The Canadian Civil Liberties Association has said that the bill contradicts the Constitution of Canada, and expects that it would not survive a constitutional challenge.

Liberal MP Sean Casey said the bill is meant to foster fear among Canadians about their safety. NDP Member of Parliament Charmaine Borg said that the bill "takes away an individual's right to demonstrate anonymously. An individual is not necessarily going to commit a crime just because he or she is wearing a mask at a riot. It is reasonable to think that the person just wants to remain anonymous and protect his or her identity".

Critics agree that commonly one covers her face to avoid photographs being uploaded to the Internet and causing personal or professional problems. Others have pointed out that faces are often covered with kerchiefs in response to police use of chemical-based weapons such as pepper spray and tear gas.

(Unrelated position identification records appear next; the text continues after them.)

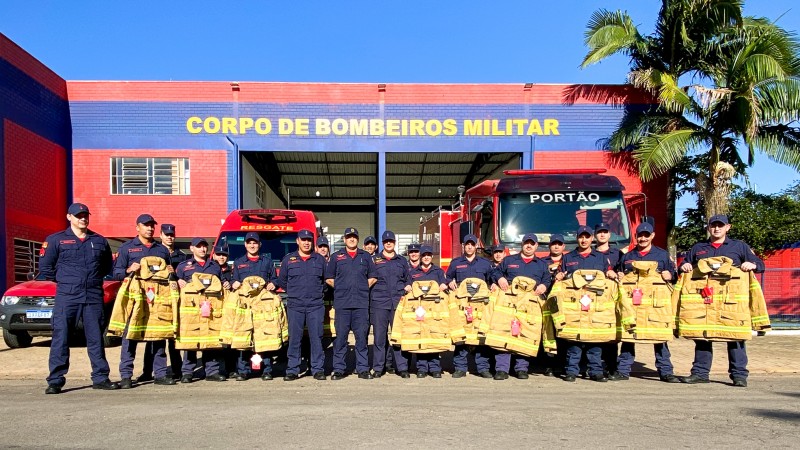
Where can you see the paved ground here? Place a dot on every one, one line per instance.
(538, 412)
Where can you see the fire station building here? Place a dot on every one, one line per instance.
(370, 155)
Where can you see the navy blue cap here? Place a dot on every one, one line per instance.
(145, 218)
(722, 218)
(644, 227)
(77, 208)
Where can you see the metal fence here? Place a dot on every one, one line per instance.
(781, 288)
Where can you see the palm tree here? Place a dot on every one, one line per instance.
(741, 91)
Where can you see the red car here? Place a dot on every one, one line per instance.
(26, 309)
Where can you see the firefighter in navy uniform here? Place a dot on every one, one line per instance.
(253, 263)
(371, 245)
(351, 273)
(427, 363)
(612, 254)
(743, 257)
(302, 276)
(524, 264)
(392, 277)
(469, 265)
(175, 257)
(414, 255)
(77, 259)
(585, 258)
(212, 359)
(128, 257)
(554, 365)
(646, 251)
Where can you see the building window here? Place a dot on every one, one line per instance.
(26, 259)
(137, 176)
(261, 192)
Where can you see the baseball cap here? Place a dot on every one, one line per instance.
(145, 218)
(77, 208)
(602, 226)
(722, 218)
(644, 227)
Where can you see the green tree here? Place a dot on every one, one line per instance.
(740, 93)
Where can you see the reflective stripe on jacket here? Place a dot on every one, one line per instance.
(736, 308)
(146, 302)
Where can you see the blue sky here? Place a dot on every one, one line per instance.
(344, 41)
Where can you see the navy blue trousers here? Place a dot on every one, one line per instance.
(704, 356)
(594, 358)
(502, 362)
(65, 318)
(299, 318)
(627, 355)
(357, 321)
(382, 352)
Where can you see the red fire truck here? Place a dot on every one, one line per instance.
(543, 202)
(277, 228)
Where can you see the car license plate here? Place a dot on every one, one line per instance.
(39, 314)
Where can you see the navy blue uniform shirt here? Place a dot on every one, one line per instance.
(573, 261)
(656, 254)
(303, 280)
(190, 267)
(734, 249)
(350, 278)
(392, 275)
(461, 268)
(133, 251)
(434, 273)
(514, 266)
(78, 267)
(263, 267)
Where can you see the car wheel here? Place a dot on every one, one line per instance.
(17, 339)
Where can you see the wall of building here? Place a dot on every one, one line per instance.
(34, 152)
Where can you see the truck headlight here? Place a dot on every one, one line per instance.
(9, 300)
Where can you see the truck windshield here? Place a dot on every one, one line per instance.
(273, 244)
(546, 213)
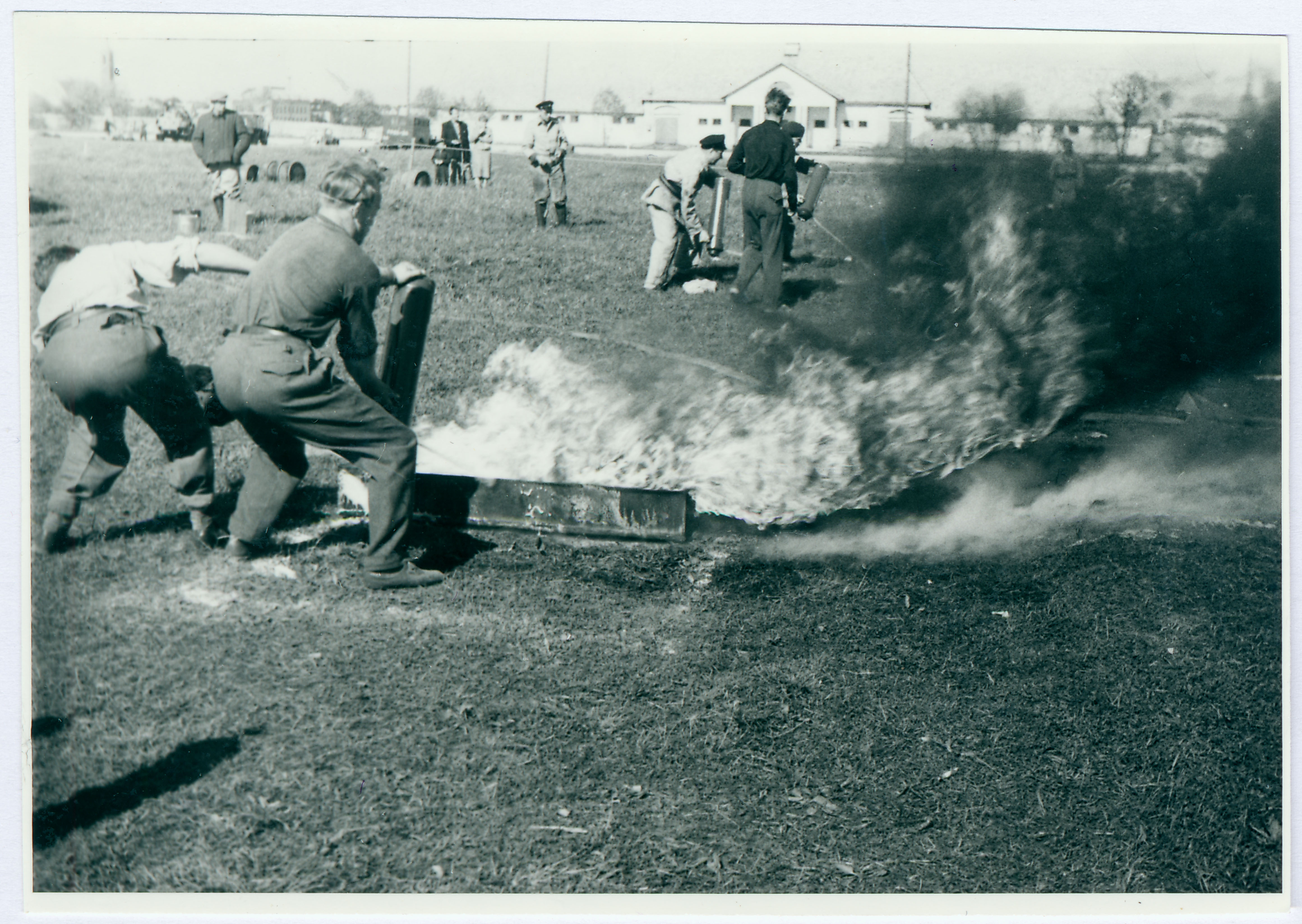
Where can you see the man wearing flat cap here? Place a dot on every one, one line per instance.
(547, 150)
(221, 140)
(671, 202)
(274, 379)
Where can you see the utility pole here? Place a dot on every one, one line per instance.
(411, 122)
(908, 66)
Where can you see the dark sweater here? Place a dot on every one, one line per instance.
(221, 141)
(766, 153)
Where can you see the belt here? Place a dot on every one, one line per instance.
(262, 330)
(115, 316)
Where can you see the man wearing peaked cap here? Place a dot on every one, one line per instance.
(274, 379)
(671, 202)
(221, 140)
(547, 150)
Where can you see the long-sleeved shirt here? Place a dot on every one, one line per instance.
(547, 144)
(110, 275)
(313, 278)
(221, 141)
(766, 153)
(675, 191)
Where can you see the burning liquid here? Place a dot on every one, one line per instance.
(830, 436)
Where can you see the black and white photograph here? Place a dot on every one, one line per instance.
(675, 462)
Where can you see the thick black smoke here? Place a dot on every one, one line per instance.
(1174, 268)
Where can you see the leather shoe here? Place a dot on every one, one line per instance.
(408, 576)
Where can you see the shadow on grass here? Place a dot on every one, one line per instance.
(38, 206)
(43, 727)
(187, 765)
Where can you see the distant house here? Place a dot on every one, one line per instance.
(830, 122)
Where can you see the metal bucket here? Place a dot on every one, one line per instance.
(185, 222)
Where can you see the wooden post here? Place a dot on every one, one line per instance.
(404, 348)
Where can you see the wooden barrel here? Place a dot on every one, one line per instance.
(416, 177)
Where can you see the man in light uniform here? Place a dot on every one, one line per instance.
(221, 140)
(101, 357)
(671, 202)
(547, 150)
(271, 375)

Activist groups have stated that the bill poses a severe threat to the freedom of assembly. In an era where social media brings people together the technologies the government is involved with like facial recognition software and video surveillance are at an all-time high and are actively being used to identify individuals at protests who may not wish to be identified.

The bill also gives law enforcement more tools to break up peaceful assemblies like the ones organized by the group Anonymous.